Last week I was in contact with Jorge Abruñedo, author of the study “An Explainable Machine Learning Approach to Explain the Effects of Training and Match Load on Ultra-Short-Term Heart Rate Variability in Semi-Professional Basketball Players“ (full text here), in which, as the title says, they monitored semi-professional basketball players over a full season, combining daily HRV4Training measurements with training load and contextual variables, and then used an explainable machine learning approach (Gradient Boosting + SHAP) to understand which load components had the largest impact on day-to-day HRV, and how these responses differed between athletes.
I’ve talked about HRV in team sports a few times, and recently co-authored an article on HRV in football, highlighting how the same principles apply, but also how we don’t have much data due to the complexities of working in team settings. Hence, it was nice to see a new study being able to track HRV for a long time in a (small) group of semi-professional Basketball players.
What the Basketball Study Shows
Five players were tracked for around seven months using daily RMSSD measurements collected with HRV4Training. Training load was captured through simple and reliable metrics: session RPE, duration, and match minutes. Days were categorized as training, match, or rest, allowing the authors to compare how different stress exposures impacted next-morning physiology.

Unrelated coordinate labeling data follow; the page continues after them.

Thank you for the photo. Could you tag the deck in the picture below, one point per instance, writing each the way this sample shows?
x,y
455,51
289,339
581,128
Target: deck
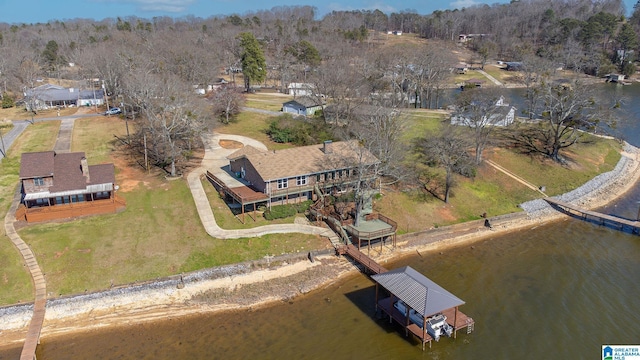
x,y
457,319
386,305
603,218
361,258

Matches, which naturally include higher intensity, resulted in lower morning HRV. In contrast, normal training days (regardless of duration) did not meaningfully reduce next-morning HRV, as we can see from the paper’s data:
What I liked the most is that the authors did not limit the findings to group-level analysis, as the one above, but then looked at the relationship between various potential predictors of HRV changes and HRV, for each athlete individually.
They did so using an explainable machine learning model, which highlighted how RPE (or perceived effort, which I have discussed here) was the most important predictor of HRV changes, followed by the number of days since the last match. Hence, intensity was the most important parameter:
What Drives Autonomic Changes and Why?
When we look at how athletes respond to training from a physiological perspective, one pattern emerges over and over: intensity drives the largest changes in autonomic state. Duration matters, volume matters, but neither produces the magnitude of disruption that high-intensity work does. Jorge’s study of semi-professional basketball players using HRV4Training offers a clear confirmation of this principle.

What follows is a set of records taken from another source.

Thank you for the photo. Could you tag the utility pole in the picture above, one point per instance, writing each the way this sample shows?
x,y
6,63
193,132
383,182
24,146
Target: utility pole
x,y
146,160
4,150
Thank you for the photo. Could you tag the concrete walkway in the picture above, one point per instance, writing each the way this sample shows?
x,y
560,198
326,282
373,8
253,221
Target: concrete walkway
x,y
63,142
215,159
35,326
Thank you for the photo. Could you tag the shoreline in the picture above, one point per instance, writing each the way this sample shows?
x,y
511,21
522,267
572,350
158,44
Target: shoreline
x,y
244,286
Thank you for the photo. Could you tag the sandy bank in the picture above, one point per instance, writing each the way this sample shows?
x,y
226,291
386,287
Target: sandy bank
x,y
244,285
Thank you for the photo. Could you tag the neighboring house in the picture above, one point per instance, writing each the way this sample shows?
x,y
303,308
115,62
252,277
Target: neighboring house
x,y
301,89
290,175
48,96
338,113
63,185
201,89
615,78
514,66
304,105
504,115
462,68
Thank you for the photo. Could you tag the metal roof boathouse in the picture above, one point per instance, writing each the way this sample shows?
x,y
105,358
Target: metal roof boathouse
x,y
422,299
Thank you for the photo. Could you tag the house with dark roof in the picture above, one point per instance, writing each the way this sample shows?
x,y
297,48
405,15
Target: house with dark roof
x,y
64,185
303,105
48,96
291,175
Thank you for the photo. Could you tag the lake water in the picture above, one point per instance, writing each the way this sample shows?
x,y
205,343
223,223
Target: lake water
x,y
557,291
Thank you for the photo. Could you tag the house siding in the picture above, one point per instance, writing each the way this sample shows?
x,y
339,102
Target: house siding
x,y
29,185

Even with a small sample, the findings align almost perfectly with what we already understand from exercise physiology and studies in endurance athletes. Morning HRV (measured first thing after waking) was strongly suppressed the day after matches, while regular training sessions produced little to no measurable change. Similarly, perceived effort was the strongest correlate with HRV changes.

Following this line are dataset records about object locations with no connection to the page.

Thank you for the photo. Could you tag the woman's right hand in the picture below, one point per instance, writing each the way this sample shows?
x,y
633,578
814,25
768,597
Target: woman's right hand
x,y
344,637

These results are entirely consistent with what we see across the literature. High-intensity exercise produces large autonomic shifts, marked by increased sympathetic activity, reduced parasympathetic tone, and measurable hormonal changes. Catecholamines rise, cortisol increases, and the body is pushed further away from homeostasis. HRV simply reflects this disturbance.
On the other hand, low-intensity exercise often has a positive effect on the nervous system. As discussed in my analysis of low-intensity training, which you can find here, even substantial increases in duration rarely create the kind of autonomic perturbation caused by a single intense session, while low-intensity exercise can reduce cortisol and increase HRV. Seiler’s work also shows that doubling session duration has far less impact than performing one high-intensity workout. Intensity drives the response, which is why in HRV-guided training, it’s intensity that I’d recommend scaling down, more than exercise time.
Wrap-up
Effective training requires knowing when to push and when to hold back. HRV-guided frameworks provide a structured way to make these decisions by aligning daily training stimulus with the athlete’s current physiological state. I’ve discussed the evolution of this approach, as well as practical guidance on applying it, in my writing on HRV-guided training. Timing matters.
This recent study on Basketball players adds yet another data point to a growing body of evidence: intensity is what challenges the system most, HRV captures this reliably, and morning measurements captured with HRV4Training offer a simple, cost-effective, and actionable way to keep training aligned with recovery.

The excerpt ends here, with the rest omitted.